Hacker News new | ask | show | jobs
by cozos 2224 days ago
Could you expand more on the reasons why Hive is faster than Spark? Aren't Hive joins also achieved via a MapReduce shuffle?
1 comments

Query plans are heavily optimized, and map-side joins are used extensively. The use of optimizations exploiting memory makes the so-called in-memory computing of Spark no longer relevant because Hive also uses memory efficiently. Hive community is actively working toward Hive 4, so I guess the future version will be even faster.
Spark also has a query plan optimizer, and uses map-side joins (referred to as broadcast joins) whenever it makes sense. I'm just curious what other differences architecturally in your opinion can result in a performance discrepancy?
While I cannot give a definitive answer because I am not an expert on Spark internals, my opinion is that the discrepancy results mainly from query and runtime optimization.

Apart from adding new features (e.g., ACID support), a lot of effort is still put into optimizing queries and runtime. In essence, Hive is a tool specialized for SQL, so it tries to implement all the optimizations you can think of in the context of executing SQL queries.

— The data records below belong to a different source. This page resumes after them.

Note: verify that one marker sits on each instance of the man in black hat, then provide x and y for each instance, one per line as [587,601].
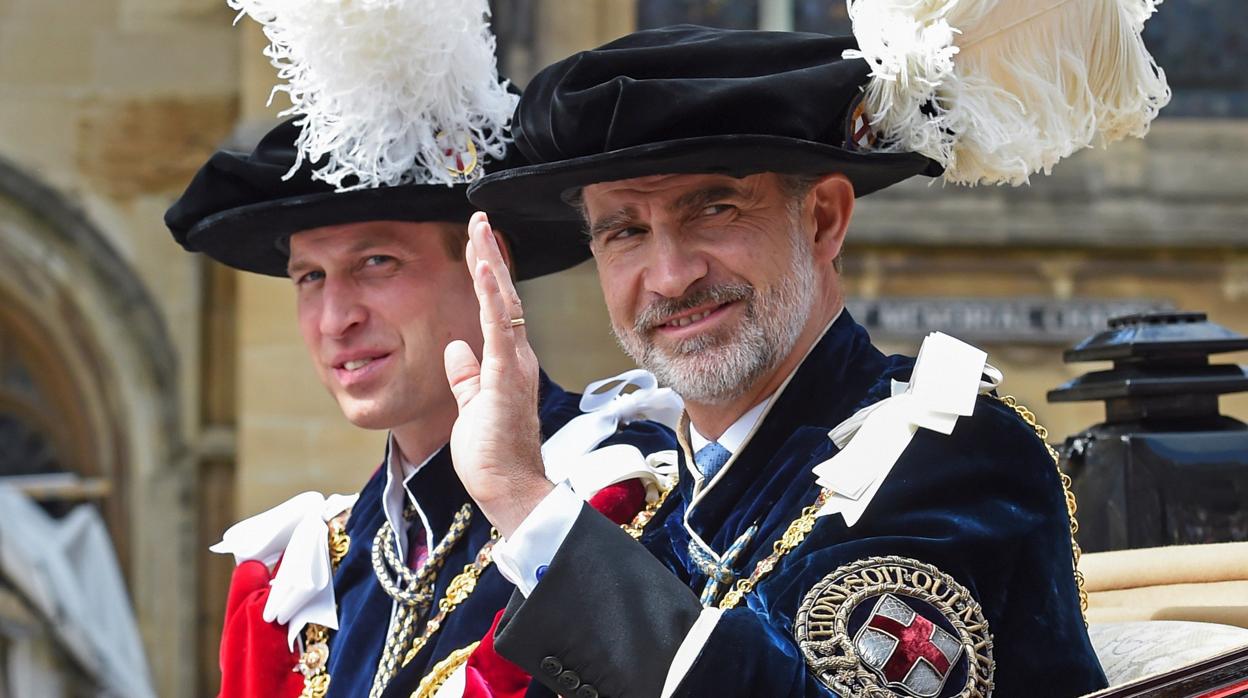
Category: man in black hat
[381,287]
[845,522]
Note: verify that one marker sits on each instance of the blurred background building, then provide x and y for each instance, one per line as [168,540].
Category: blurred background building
[177,396]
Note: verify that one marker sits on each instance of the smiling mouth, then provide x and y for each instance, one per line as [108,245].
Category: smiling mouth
[357,363]
[690,319]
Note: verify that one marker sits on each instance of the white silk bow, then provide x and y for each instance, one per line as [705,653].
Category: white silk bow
[569,453]
[942,387]
[297,533]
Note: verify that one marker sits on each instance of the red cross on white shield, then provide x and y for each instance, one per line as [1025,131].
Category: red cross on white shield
[906,649]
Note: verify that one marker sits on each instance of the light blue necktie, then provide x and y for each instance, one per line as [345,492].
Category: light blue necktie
[709,458]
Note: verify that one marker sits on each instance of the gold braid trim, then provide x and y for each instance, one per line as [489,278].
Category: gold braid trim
[1071,505]
[803,525]
[442,671]
[313,663]
[467,581]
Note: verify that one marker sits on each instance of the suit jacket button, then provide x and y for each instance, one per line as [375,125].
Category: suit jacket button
[568,681]
[552,666]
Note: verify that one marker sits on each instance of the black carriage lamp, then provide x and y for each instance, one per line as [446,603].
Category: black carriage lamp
[1166,467]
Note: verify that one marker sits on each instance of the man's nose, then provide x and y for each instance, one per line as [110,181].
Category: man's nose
[675,265]
[341,309]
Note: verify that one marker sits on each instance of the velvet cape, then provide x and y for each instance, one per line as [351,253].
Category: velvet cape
[982,505]
[365,608]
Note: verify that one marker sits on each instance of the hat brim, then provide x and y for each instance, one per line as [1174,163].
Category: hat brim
[541,191]
[255,237]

For example, Hive implements vectorized execution, whose counterpart in Spark was implemented only in a later version (with the introduction on Tungsten IIRC). Hive even supports query re-execution: if a query fails with a fatal error like OOM, Hive re-generates a new query after analyzing the runtime statistics collected by then. The second query usually runs much faster, and you can also update the column statistics in Metastore.

In contrast, Spark is a general-purpose execution engine where SparkSQL is just an application. I remember someone comparing Spark to Swiss army knife, which enables you to do a lot of things easily, but is no match against specialized tools developed for a particular task. My (opinionated) guess is that SparkSQL will be replaced by Hive and Presto, and Spark streaming will be replaced by Flink.